Understand that I have nothing against you and your many many familial variations on the whole. That being said, it appears that you need to be reminded of the terms of our arrangement.
The tenant shall be permitted to spin whatever webs it requires to support itself, so long as the nightly incursions of gnats and flies are halted in the process. The tenant is entitled to any and all insect intruders caught in its web, and the landlord shall not require any of them as rent. The webs shall not exceed the limits of the windows provided.
The tenant shall not, under any circumstances, enter the room on the left. The secondary landlord reserves their right to refuse entry and any breach of this will be viewed as trespassing, for which appropriate measures will be taken.

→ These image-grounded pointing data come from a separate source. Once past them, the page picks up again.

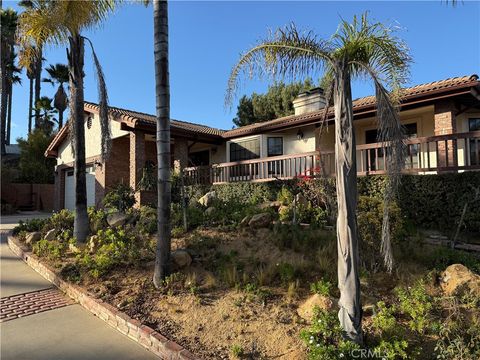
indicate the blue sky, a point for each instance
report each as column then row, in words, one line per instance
column 206, row 39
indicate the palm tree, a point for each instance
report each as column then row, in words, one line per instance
column 59, row 75
column 8, row 22
column 162, row 93
column 357, row 50
column 62, row 22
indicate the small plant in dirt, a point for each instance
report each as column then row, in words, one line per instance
column 321, row 287
column 121, row 197
column 417, row 305
column 237, row 351
column 324, row 338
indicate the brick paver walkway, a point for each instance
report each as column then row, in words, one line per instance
column 21, row 305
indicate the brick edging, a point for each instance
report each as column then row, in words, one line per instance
column 142, row 334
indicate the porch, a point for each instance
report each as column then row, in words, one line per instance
column 425, row 155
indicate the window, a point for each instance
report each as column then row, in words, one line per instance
column 245, row 150
column 274, row 146
column 474, row 125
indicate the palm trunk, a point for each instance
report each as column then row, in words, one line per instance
column 350, row 313
column 162, row 92
column 75, row 64
column 30, row 106
column 38, row 80
column 9, row 112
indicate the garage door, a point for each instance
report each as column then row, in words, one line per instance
column 70, row 188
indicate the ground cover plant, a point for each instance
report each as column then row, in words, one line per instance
column 246, row 287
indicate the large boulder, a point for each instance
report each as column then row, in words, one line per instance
column 117, row 219
column 305, row 310
column 50, row 235
column 457, row 279
column 181, row 258
column 33, row 237
column 260, row 221
column 207, row 199
column 270, row 204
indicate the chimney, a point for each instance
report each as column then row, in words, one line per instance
column 309, row 101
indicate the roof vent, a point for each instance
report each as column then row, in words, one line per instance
column 309, row 101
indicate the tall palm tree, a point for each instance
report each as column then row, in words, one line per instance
column 162, row 93
column 59, row 75
column 357, row 50
column 62, row 22
column 36, row 68
column 8, row 22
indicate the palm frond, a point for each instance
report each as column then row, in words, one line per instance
column 103, row 105
column 287, row 53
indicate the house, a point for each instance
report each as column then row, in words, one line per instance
column 442, row 121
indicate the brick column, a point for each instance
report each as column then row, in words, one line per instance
column 137, row 159
column 445, row 124
column 180, row 154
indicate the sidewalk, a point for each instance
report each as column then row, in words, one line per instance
column 39, row 322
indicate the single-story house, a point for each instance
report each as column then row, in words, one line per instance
column 441, row 119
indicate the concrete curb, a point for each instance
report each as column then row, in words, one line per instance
column 142, row 334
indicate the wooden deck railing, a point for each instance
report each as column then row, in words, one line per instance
column 424, row 155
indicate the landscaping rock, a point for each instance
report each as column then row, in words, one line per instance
column 33, row 237
column 181, row 258
column 270, row 204
column 210, row 211
column 207, row 199
column 457, row 279
column 245, row 221
column 305, row 310
column 93, row 244
column 50, row 235
column 117, row 219
column 260, row 221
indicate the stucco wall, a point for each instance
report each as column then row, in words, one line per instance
column 92, row 140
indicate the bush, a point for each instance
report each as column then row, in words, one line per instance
column 121, row 197
column 369, row 225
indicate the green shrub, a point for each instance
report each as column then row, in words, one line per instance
column 417, row 305
column 321, row 287
column 324, row 338
column 121, row 197
column 369, row 225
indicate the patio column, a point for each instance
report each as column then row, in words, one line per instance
column 137, row 160
column 445, row 124
column 180, row 154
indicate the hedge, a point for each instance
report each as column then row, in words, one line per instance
column 428, row 201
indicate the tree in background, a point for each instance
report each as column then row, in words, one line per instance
column 34, row 167
column 59, row 75
column 275, row 103
column 357, row 50
column 9, row 19
column 62, row 22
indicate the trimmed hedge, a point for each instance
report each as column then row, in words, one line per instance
column 428, row 201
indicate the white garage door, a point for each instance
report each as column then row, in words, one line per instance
column 70, row 188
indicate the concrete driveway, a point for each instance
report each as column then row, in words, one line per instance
column 39, row 322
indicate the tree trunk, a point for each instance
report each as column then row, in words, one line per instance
column 38, row 80
column 9, row 112
column 162, row 93
column 350, row 313
column 30, row 105
column 75, row 67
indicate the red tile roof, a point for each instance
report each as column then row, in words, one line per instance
column 422, row 92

The tenant is not permitted to invite multiple friends and relations to inhabit the same window they have chosen to rent. Each window is meant as a single-spider dwelling. Relatives choosing to move into the surrounding area may choose an adjacent window or a bush. More than two spiders in one window shall be viewed as a breach of contract.
Now. To business.
Regarding Item I, there have been a great many insects finding their way through the edges of the (closed) windows. We do not hold you accountable for the blind mosquitoes, understand, because we are aware that they are thrice your size on a good day. The ladybug and the gnats and the houseflies, however, should never have made it as far as the windowsill. This clearly violates your contract, and we will consider it a failure to pay rent.
Regarding Item II, and the most blatant of your breaches of contract. Despite the clarity of the lease agreement and its conditions, it was discovered the night before that not one, not two, but four of you had entered the premises via the room to the left. This violates the conditions, and each of the trespassers has been dealt with accordingly, and their webs removed. Quite frankly, you should know better at this point than to invade the room of the resident arachnaphobe, and yet you persist. What is it about the secondary landlord’s window that you all find so delightful? They never even open the blinds!
Regarding Item III, this morning several multi-web projects were discovered in single windows, despite the contract strictly forbidding this. As the insects are still getting through, the economical side of this venture has clearly failed. All secondary tenants are hereby ordered to cease and desist. As a caveat, the landlords, of course, understand that offspring arrive when and where they will and one can’t exactly stop that. However, placing one’s egg sac so that the myriad infant spiders will be positioned to enter the room on the left as soon as they realize there’s a world outside the egg sac is an extreme violation of contract!
As all three items laid out in the contract have been ignored, subverted, or otherwise violated, I am afraid I have no choice but to terminate our arrangement. Webs will be removed while resident spiders are out, and any remaining trespassers will be dealt with severely. Those wishing to stay must abide by the lease and its conditions, or stronger measures will be taken.